I. La mise en valeur des objets

Le sonnet ne sert pas ici, comme dans la tradition poétique, à exprimer ses sentiments avec lyrisme, mais tourne autour d’une multitude d’objets inattendus, des « objets ménagers », dont Bosquet semble faire l’éloge.

1. La multiplication et l’invasion des objets

Les objets ouvrent et ferment le sonnet : ils apparaissent dès le premier vers, puis se déploient en une accumulation sur les vers 2 et 3, au pluriel, comme pour mieux affirmer leur présence : « les sécateurs, les pneus, les robinets, les clous ». Apparemment sans lien entre eux, ils sont cependant tous utilitaires.

À la fin du poème, une autre accumulation fait écho à celle-ci et rassemble des objets qui protègent et assurent le confort (« les murs », « le réchaud »), allègent les tâches ménagères (« la machine à laver ») ou débarrassent des ordures (« la poubelle »).

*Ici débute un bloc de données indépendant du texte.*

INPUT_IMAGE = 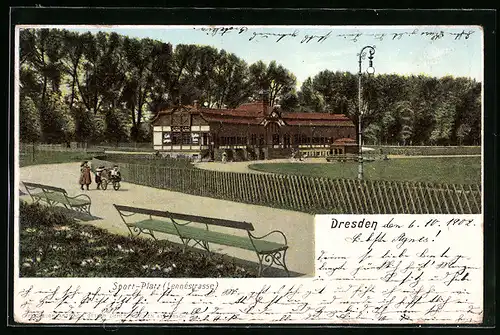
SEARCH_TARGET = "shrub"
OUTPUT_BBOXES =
[19,202,255,278]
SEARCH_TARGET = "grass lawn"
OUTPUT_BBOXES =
[97,154,195,169]
[249,157,481,184]
[19,150,100,167]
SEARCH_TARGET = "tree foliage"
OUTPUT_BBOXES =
[19,28,481,145]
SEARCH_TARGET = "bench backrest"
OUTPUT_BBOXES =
[23,181,66,194]
[113,204,254,231]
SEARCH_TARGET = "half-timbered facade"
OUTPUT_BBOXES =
[152,102,358,160]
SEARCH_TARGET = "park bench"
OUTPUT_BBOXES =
[22,181,92,215]
[114,204,290,276]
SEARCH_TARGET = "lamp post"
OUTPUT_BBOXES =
[358,45,375,180]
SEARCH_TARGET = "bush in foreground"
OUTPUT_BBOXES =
[19,202,255,278]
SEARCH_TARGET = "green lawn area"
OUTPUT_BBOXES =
[19,201,256,278]
[249,157,481,184]
[19,150,100,167]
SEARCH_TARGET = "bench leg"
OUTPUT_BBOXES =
[257,249,290,277]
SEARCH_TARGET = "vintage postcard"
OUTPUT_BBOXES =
[14,21,484,325]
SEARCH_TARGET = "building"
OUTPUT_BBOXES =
[152,101,358,160]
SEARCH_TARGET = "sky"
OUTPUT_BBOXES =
[34,26,483,88]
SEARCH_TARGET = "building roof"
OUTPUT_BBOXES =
[153,101,354,127]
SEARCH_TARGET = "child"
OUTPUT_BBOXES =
[110,165,121,181]
[95,166,104,189]
[79,161,92,190]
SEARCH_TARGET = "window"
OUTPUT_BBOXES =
[283,134,290,147]
[191,133,200,144]
[162,132,172,144]
[182,133,191,144]
[250,134,257,145]
[273,134,280,145]
[171,132,182,145]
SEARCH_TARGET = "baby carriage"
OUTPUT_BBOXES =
[101,168,122,191]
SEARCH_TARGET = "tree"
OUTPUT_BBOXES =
[40,93,75,143]
[249,61,297,106]
[19,95,42,143]
[104,108,130,143]
[297,77,325,112]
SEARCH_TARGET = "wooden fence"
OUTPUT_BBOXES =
[93,159,481,214]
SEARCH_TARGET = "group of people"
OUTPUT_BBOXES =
[79,162,121,190]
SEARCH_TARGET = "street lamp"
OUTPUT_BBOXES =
[358,45,375,180]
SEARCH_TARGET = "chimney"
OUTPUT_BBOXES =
[261,89,269,116]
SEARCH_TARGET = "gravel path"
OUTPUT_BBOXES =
[20,163,314,275]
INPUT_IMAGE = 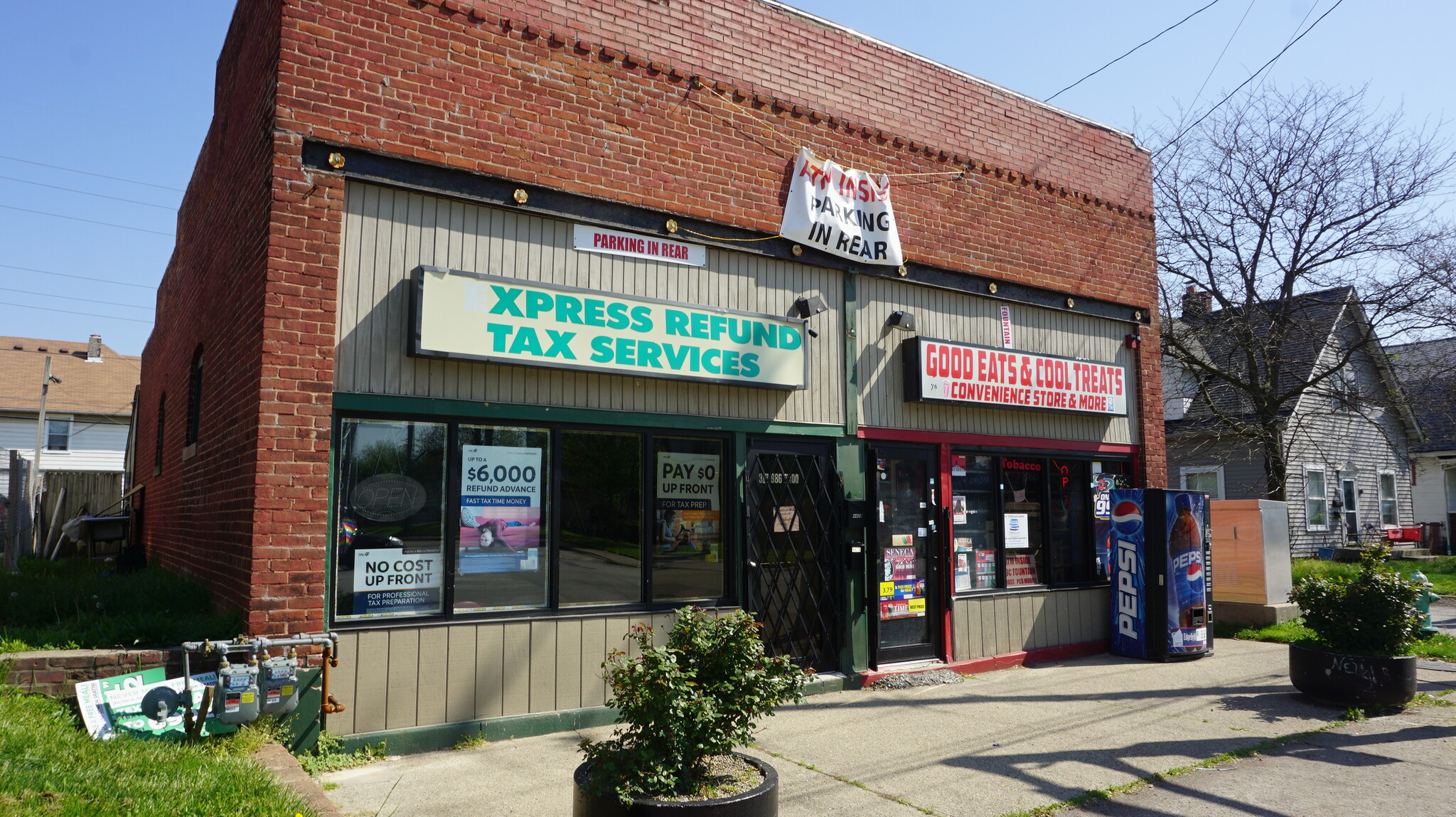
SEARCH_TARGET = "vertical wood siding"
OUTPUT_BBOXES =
[856,275,1137,443]
[328,613,673,735]
[335,182,845,424]
[951,587,1110,661]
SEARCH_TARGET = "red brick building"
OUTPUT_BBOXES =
[135,0,1165,734]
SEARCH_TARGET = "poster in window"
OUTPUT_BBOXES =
[655,452,719,562]
[1002,514,1031,550]
[459,446,542,574]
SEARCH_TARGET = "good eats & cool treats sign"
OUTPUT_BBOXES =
[903,338,1128,417]
[412,267,808,389]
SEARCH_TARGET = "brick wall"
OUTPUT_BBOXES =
[139,0,1165,632]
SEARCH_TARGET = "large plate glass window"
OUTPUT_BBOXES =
[559,429,642,607]
[454,425,552,613]
[335,420,447,619]
[653,437,725,602]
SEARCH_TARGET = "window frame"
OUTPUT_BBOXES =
[943,444,1134,599]
[328,411,742,629]
[1302,464,1329,533]
[1178,464,1229,501]
[45,414,75,454]
[1374,469,1401,528]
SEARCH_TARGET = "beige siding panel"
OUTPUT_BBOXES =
[446,625,478,724]
[385,629,419,730]
[328,632,360,735]
[335,182,845,424]
[415,626,450,727]
[475,625,505,718]
[501,622,532,715]
[856,275,1137,443]
[353,631,390,732]
[556,619,584,709]
[530,621,560,712]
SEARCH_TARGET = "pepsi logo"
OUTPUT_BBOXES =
[1113,500,1143,535]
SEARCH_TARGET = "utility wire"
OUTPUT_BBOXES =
[1189,0,1258,108]
[0,287,156,309]
[1045,0,1219,102]
[0,156,186,192]
[1150,0,1345,159]
[0,204,175,239]
[0,300,153,324]
[0,264,156,290]
[0,176,176,211]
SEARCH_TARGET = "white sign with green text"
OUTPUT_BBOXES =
[412,267,808,389]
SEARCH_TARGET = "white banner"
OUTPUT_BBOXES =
[779,147,904,267]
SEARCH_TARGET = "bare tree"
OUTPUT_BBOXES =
[1149,85,1456,500]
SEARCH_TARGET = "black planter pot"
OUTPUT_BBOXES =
[1288,644,1415,706]
[571,752,779,817]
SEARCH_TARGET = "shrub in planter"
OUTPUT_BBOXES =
[581,607,805,804]
[1288,546,1421,705]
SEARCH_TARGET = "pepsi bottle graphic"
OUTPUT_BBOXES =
[1167,493,1207,649]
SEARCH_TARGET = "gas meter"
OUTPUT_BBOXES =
[259,648,299,715]
[213,657,257,724]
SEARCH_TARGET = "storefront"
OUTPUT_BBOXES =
[139,0,1163,747]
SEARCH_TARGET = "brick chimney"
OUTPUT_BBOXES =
[1182,285,1213,321]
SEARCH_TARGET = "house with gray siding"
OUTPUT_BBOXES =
[1163,289,1420,555]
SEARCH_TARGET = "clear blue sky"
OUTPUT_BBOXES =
[0,0,1456,354]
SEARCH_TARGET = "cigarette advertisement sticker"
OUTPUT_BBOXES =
[411,267,808,389]
[779,147,904,267]
[903,338,1130,417]
[459,446,542,574]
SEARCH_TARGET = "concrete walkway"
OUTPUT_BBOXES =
[326,641,1456,817]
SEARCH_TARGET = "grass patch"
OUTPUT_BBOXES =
[1292,556,1456,596]
[0,559,243,653]
[0,688,313,817]
[299,732,385,776]
[1213,614,1456,663]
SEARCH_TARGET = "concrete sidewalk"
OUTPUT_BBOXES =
[326,641,1456,817]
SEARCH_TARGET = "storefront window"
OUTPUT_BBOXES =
[560,431,642,607]
[653,437,724,602]
[335,420,447,619]
[454,425,550,613]
[951,454,1000,593]
[1002,457,1047,587]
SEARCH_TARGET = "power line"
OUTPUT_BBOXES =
[1150,0,1345,159]
[0,176,176,211]
[0,287,156,310]
[0,264,156,290]
[1047,0,1219,102]
[1189,0,1258,108]
[0,204,176,239]
[0,156,186,192]
[0,300,153,324]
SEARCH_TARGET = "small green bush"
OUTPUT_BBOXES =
[1288,546,1421,657]
[581,607,805,803]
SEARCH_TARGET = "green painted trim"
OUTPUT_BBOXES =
[333,392,845,437]
[343,706,617,754]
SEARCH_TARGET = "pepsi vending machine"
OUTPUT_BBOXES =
[1102,488,1213,661]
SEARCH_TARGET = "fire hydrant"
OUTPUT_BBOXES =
[1411,571,1442,635]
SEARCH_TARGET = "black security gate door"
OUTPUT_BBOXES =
[746,440,845,671]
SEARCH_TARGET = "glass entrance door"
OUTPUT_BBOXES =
[871,449,942,666]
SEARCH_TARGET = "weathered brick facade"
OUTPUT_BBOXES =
[137,0,1165,634]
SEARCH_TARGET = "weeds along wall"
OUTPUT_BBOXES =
[137,0,1165,632]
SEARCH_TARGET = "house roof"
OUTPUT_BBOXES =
[1169,287,1354,425]
[1386,338,1456,452]
[0,336,141,417]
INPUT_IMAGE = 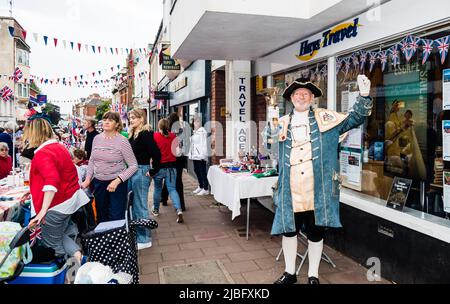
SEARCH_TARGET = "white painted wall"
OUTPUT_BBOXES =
[254,0,450,76]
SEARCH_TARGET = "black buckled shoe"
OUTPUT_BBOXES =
[274,272,297,284]
[308,277,320,284]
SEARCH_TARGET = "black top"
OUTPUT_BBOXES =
[129,130,161,175]
[84,130,99,159]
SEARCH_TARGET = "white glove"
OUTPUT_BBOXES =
[358,75,370,97]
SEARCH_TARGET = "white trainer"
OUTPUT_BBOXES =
[197,189,209,196]
[192,187,203,194]
[138,242,152,250]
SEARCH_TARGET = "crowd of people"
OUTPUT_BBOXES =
[0,109,213,264]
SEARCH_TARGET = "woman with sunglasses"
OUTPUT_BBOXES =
[24,118,89,264]
[0,142,12,179]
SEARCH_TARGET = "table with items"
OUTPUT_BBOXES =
[208,165,278,240]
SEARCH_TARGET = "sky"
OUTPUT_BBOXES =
[0,0,163,114]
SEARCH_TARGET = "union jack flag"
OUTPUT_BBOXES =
[420,39,434,65]
[369,52,378,72]
[434,36,450,64]
[379,51,388,72]
[13,68,23,82]
[0,86,13,102]
[30,225,42,247]
[388,45,400,67]
[359,51,368,72]
[404,35,421,62]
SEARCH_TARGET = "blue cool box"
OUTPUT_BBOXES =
[8,263,67,284]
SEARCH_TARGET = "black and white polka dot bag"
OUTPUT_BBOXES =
[81,219,158,284]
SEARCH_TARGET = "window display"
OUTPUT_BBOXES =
[336,28,450,217]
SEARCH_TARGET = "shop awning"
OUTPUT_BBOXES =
[171,0,390,60]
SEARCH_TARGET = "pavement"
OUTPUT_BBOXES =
[139,173,391,284]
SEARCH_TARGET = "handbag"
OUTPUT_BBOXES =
[81,219,158,284]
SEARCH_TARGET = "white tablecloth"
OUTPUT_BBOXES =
[208,166,278,220]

Les objets s’imposent dans le poème comme dans la vie.

Leur invasion dans le poème se traduit par les enjambements (v. 2-3, v. 13-14) : leur présence « déborde » le vers dans lequel ils sont à l’étroit.

2. Le poète, simple meuble

Pour mieux mettre en valeur ces objets, Bosquet mêle le monde animé et le monde inanimé : les êtres humains (le « poète » et les « chefs de rayon ») se trouvent en nette minorité par rapport aux outils.

Le poète – être traditionnellement d’exception, au-dessus de l’humanité moyenne – se trouve ravalé à l’état de « meuble ». L’expression « on le trouve parmi… » le relègue dans l’anonymat et souligne que ces « objets ménagers » sont ses égaux. Plus encore : le poète-meuble est « disponible à des prix modérés », on le voit sous la forme du « modèle courant » : il fait donc partie des objets « bas de gamme ».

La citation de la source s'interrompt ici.